The United Kingdom made the wrong call in turning away from carbon capture and storage and should correct the error as soon as possible, according to a new review prepared for Secretary of State for Business, Energy, and Industrial Strategy Greg Clark by a Parliamentary Advisory Group on CCS. “UK action on CCS now will deliver lowest cost to the consumer. There is no justification for delay. Heavy costs will be imposed on current and future UK consumers by a continued failure to enact an effective CCS policy,” says the report, released Monday.
The report addresses the “policy disconnect” between the 2015 decision to scrap the nation’s £1 billion CCS commercialization competition and an ever-growing body of evidence that CCS is essential for least-cost decarbonization of the economy. The government scrapped the competition because of the high cost of CCS, stating a preference to wait until the technology had matured elsewhere.
That’s not a good idea, according to the advisory group: “There is no reason to wait for international projects or for technological progress in either the components or overall system of CCS. Because lead times are long – planning, regulatory and construction – early decisions are needed.”
The report sets out six recommendations for developing a new CCS policy in the U.K.:
- “Establish a CCS Delivery Company (‘CCSDC’).” The CCSDC would be state-owed at its inception and eventually privatized.
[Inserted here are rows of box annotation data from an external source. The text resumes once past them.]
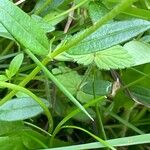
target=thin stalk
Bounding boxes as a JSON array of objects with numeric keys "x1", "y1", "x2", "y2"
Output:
[
  {"x1": 49, "y1": 0, "x2": 135, "y2": 58},
  {"x1": 93, "y1": 67, "x2": 107, "y2": 140},
  {"x1": 0, "y1": 0, "x2": 134, "y2": 111},
  {"x1": 47, "y1": 0, "x2": 89, "y2": 21},
  {"x1": 1, "y1": 41, "x2": 14, "y2": 56},
  {"x1": 24, "y1": 133, "x2": 48, "y2": 149},
  {"x1": 25, "y1": 49, "x2": 93, "y2": 120},
  {"x1": 34, "y1": 0, "x2": 52, "y2": 15},
  {"x1": 0, "y1": 81, "x2": 53, "y2": 132},
  {"x1": 121, "y1": 103, "x2": 137, "y2": 137},
  {"x1": 24, "y1": 121, "x2": 52, "y2": 137},
  {"x1": 109, "y1": 112, "x2": 144, "y2": 134},
  {"x1": 50, "y1": 96, "x2": 106, "y2": 146},
  {"x1": 61, "y1": 126, "x2": 116, "y2": 150}
]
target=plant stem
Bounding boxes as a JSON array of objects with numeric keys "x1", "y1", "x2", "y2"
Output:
[
  {"x1": 62, "y1": 126, "x2": 116, "y2": 150},
  {"x1": 49, "y1": 0, "x2": 135, "y2": 58},
  {"x1": 50, "y1": 96, "x2": 105, "y2": 146},
  {"x1": 24, "y1": 121, "x2": 52, "y2": 137},
  {"x1": 34, "y1": 0, "x2": 52, "y2": 15},
  {"x1": 25, "y1": 49, "x2": 93, "y2": 120},
  {"x1": 47, "y1": 0, "x2": 89, "y2": 21},
  {"x1": 0, "y1": 81, "x2": 53, "y2": 132},
  {"x1": 0, "y1": 0, "x2": 134, "y2": 111}
]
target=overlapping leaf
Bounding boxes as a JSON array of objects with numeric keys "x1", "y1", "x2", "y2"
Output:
[
  {"x1": 56, "y1": 46, "x2": 133, "y2": 70},
  {"x1": 0, "y1": 0, "x2": 49, "y2": 55},
  {"x1": 124, "y1": 41, "x2": 150, "y2": 66},
  {"x1": 0, "y1": 97, "x2": 49, "y2": 121},
  {"x1": 68, "y1": 19, "x2": 150, "y2": 55}
]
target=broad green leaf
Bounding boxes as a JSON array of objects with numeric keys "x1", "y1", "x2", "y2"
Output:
[
  {"x1": 130, "y1": 86, "x2": 150, "y2": 107},
  {"x1": 0, "y1": 75, "x2": 9, "y2": 81},
  {"x1": 88, "y1": 1, "x2": 108, "y2": 23},
  {"x1": 6, "y1": 53, "x2": 24, "y2": 79},
  {"x1": 0, "y1": 0, "x2": 49, "y2": 55},
  {"x1": 124, "y1": 41, "x2": 150, "y2": 66},
  {"x1": 0, "y1": 23, "x2": 14, "y2": 40},
  {"x1": 21, "y1": 129, "x2": 48, "y2": 150},
  {"x1": 140, "y1": 35, "x2": 150, "y2": 43},
  {"x1": 0, "y1": 133, "x2": 27, "y2": 150},
  {"x1": 56, "y1": 71, "x2": 82, "y2": 94},
  {"x1": 31, "y1": 15, "x2": 55, "y2": 33},
  {"x1": 0, "y1": 121, "x2": 23, "y2": 136},
  {"x1": 0, "y1": 97, "x2": 49, "y2": 121},
  {"x1": 45, "y1": 134, "x2": 150, "y2": 150},
  {"x1": 123, "y1": 7, "x2": 150, "y2": 20},
  {"x1": 82, "y1": 80, "x2": 112, "y2": 96},
  {"x1": 68, "y1": 19, "x2": 150, "y2": 55},
  {"x1": 61, "y1": 45, "x2": 133, "y2": 70},
  {"x1": 34, "y1": 0, "x2": 64, "y2": 16},
  {"x1": 144, "y1": 0, "x2": 150, "y2": 9},
  {"x1": 43, "y1": 10, "x2": 67, "y2": 26}
]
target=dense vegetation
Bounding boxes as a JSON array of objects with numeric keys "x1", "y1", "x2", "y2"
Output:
[{"x1": 0, "y1": 0, "x2": 150, "y2": 150}]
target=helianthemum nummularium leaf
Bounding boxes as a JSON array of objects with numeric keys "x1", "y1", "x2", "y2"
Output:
[
  {"x1": 67, "y1": 19, "x2": 150, "y2": 55},
  {"x1": 56, "y1": 45, "x2": 133, "y2": 70},
  {"x1": 0, "y1": 0, "x2": 49, "y2": 55}
]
It would be tasked with “delivering full-chain CCS for power at strategic hubs around the UK at or below £85/MWh.” The company would need roughly 200 million to 300 million pounds in funding over the next four to five years;
- “Establish a system of economic regulation for CCS in the UK”;
- “Incentivise industrial CCS through Industrial Capture Contracts”;
- “Establish a Heat Transformation Group”;
- Establish a CCS certificate system for certification of captured and stored CO2; and
- Establish a CCS obligation system. “This will put an obligation on fossil fuel suppliers to the UK to sequester a growing percentage of the CO2 associated with that supply,” the report explains.